After years of toying with the idea of reducing or eliminating its tourism marketing expenses, the Carmel City Council is no longer playing. On June 2, the Council passed a $42 million 2026-2027 budget without the originally estimated $473,000 in marketing, asking for a discussion in July, when a final decision will be made on how much to put back into the budget, if anything.

Councilmembers described receiving a barrage of comments from Carmelites weary of visitors populating the village on a weekly basis.

“People are angry about it,” Councilmember Hans Buder said. “They’re over it.”

The city has annually contributed money to three organizations that market Carmel to visitors: See Monterey, Monterey County’s tourism and convention bureau; Visit Carmel; and the Carmel Chamber of Commerce.

The Visit Carmel Board of Directors—which is made up of and financed by hotel owners—had earlier reduced its ask for the coming fiscal year from $120,000 to $90,000. As the Council sought to resolve an expected budget shortfall of more than $2 million the directors voted to take their request to zero.

See Monterey is asking for $293,000, based on an agreed-upon 3 percent of the estimated transient occupancy tax revenue, with the money earmarked for marketing to visitors who will more likely stay in hotels and spend more money, versus daytrippers who spend less.
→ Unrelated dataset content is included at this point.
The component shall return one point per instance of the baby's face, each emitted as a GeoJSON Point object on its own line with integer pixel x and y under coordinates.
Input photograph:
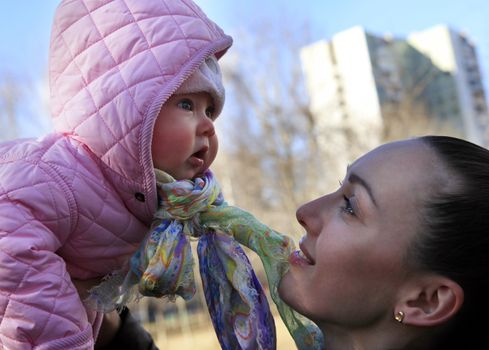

Councilmember Bob Delves said he’d like the city to cut its See Monterey contribution in half, eventually taking it to zero within three years, but Buder worried cuts would directly impact revenue to the city. Councilmember Jeff Baron said a compromise was in order, while Mayor Dale Byrne was the only member who wanted to retain the full requested amount in 2026-2027.

The vote was 5-0 to pass the budget without the See Monterey contribution, to be further discussed on July 7 for possible later inclusion. The $60,000 request from the Chamber remained intact.

Over the last year and a half, city staff have been finding places to cut expenses by about 15 percent. Meanwhile the Council is committed to catching up on deferred capital improvement projects estimated at $100 million total, with a goal of spending $10 million a year. The new budget includes $8.5 million for capital improvements, including $2.7 million transferred from a fund budget.